Rodman spent the last several days in North Korea along with a crew from VICE and three members of the Harlem Globetrotters to film an episode of a forthcoming HBO series and take part in what VICE dubbed “basketball diplomacy.” While Rodman has been known for pulling crazy stunts during and after his time on the basketball court, a visit to the most reclusive country on Earth was unexpected. The trip had more than a tinge of the ludicrous from the beginning, with Rodman tweeting out his arrival to confusion from the masses:
It’s true, I’m in North Korea.Looking forward to sitting down with Kim Jung Un.I love the people of North Korea. #WORMinNorthKorea
— Dennis Rodman (@dennisrodman) February 26, 2013
Rodman also tweeted that he hoped to meet Psy, the South Korean pop star, during his trip, lending to the absurdity. In the climax of the sojourn, Rodman met with North Korean leader Kim Jong Un to enjoy the performance of the Globetrotters in a Pyongyang stadium, before retiring to Kim’s palace, where the North Korean leader reportedly “plied the group” with food and alcohol, leading one member of Rodman’s entourage to tweet “Um … so Kim Jong Un just got the (hash)VICEonHBO crew wasted … no really, that happened.” The AP has more:
The two chatted in English, but Kim primarily spoke in Korean through a translator, [VICE founder Shane] Smith said after speaking to the VICE crew in Pyongyang.
“They bonded during the game,” Smith said by telephone from New York after speaking to the crew. “They were both enjoying the crazy shots, and the Harlem Globetrotters were putting on quite a show.”
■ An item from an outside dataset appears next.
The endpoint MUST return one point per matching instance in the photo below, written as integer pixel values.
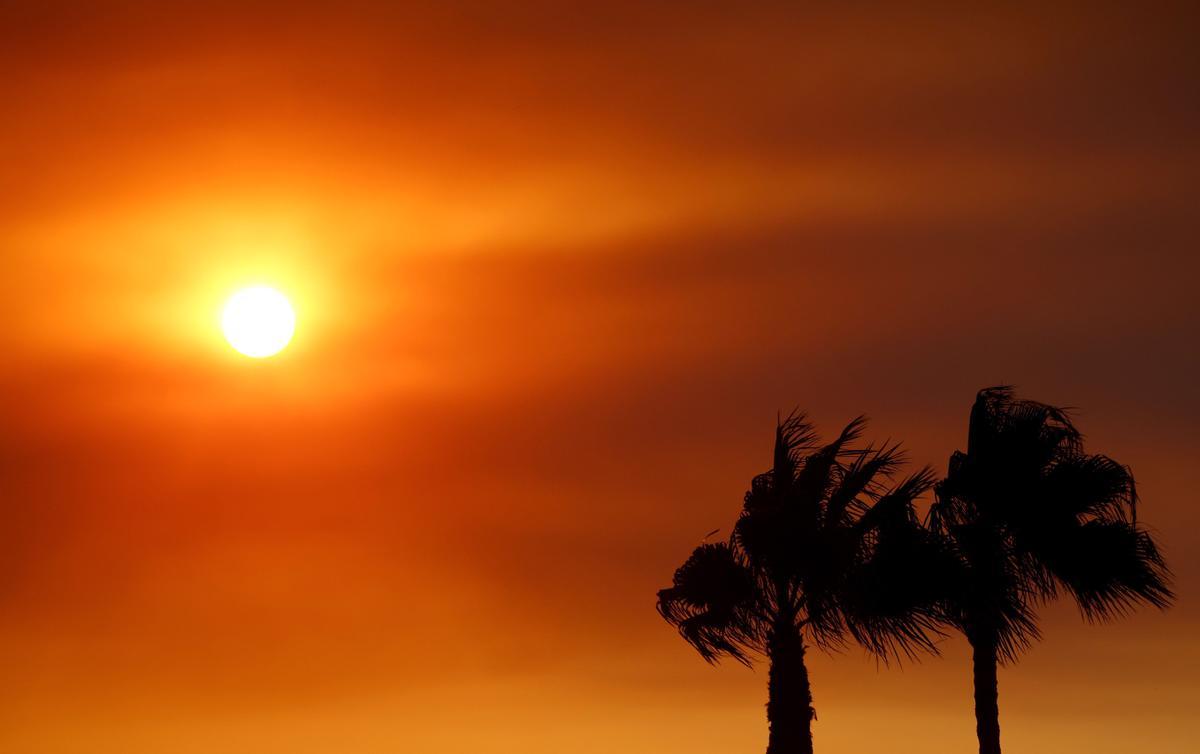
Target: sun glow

The bond between the 6′ 7″ former NBA player and diminutive North Korean leader belies the tension between the United States and DPRK. Indeed, their improbable dialogue is the highest-level conversation between the North Korean leader and an American since Kim took power in 2011. In that time, Kim has worked to solidify his control of the isolated country, including conducting the Hermit Kingdom’s third nuclear weapons test just weeks ago.
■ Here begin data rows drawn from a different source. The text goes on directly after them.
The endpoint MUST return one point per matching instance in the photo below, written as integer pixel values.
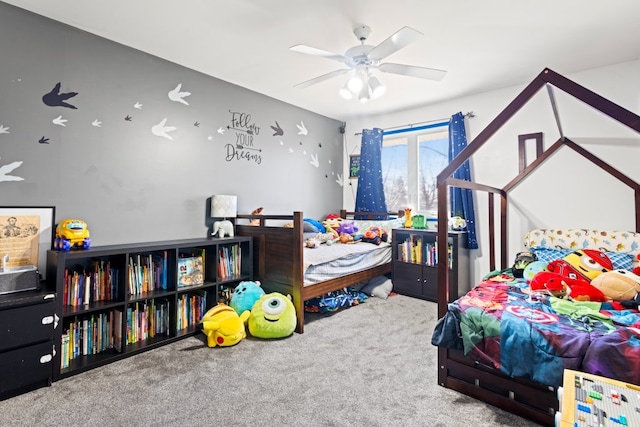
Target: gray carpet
(369, 365)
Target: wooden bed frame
(278, 258)
(455, 371)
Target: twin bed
(283, 264)
(503, 345)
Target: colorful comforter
(502, 324)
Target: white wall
(567, 191)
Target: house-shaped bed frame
(455, 371)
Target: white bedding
(328, 262)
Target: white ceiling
(484, 45)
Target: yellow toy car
(71, 233)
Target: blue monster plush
(245, 295)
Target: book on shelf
(190, 271)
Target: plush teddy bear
(618, 285)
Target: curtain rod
(423, 125)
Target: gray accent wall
(102, 162)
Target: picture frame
(354, 166)
(26, 234)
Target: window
(411, 162)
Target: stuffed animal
(332, 221)
(584, 263)
(223, 327)
(522, 260)
(375, 235)
(223, 228)
(618, 285)
(347, 228)
(532, 269)
(245, 295)
(272, 316)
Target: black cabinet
(27, 325)
(414, 263)
(119, 300)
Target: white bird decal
(162, 130)
(60, 121)
(176, 95)
(6, 169)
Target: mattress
(331, 261)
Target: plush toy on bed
(272, 316)
(375, 235)
(245, 295)
(618, 285)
Likewise the plight of North Korean citizens likely was not a topic of conversation between Rodman and Kim. Satellite imagery shows that one of North Korea’s many prison camps has been greatly expanded over recent years, likely due to an increase in occupants. These camps — which can now be viewed on Google maps — are home to up to 200,000 alleged political prisoners and others who require “reeducation.” Former prisoners have produced graphic drawings depicting the horror of life in these camps.
All of this doesn’t even touch issues involving the prioritization of military spending over feeding civilians or the propaganda against the United States that North Korea develops. Rodman’s trip does, though, prove that North Korea’s new 3G internet system only for foreigners is working just fine and helps bolster the government’s claim that tourism is booming. Neither of these are good things, leaving the comparison of Rodman’s visit to the “ping-pong diplomacy” of the 1970s between the U.S. and China indefensible.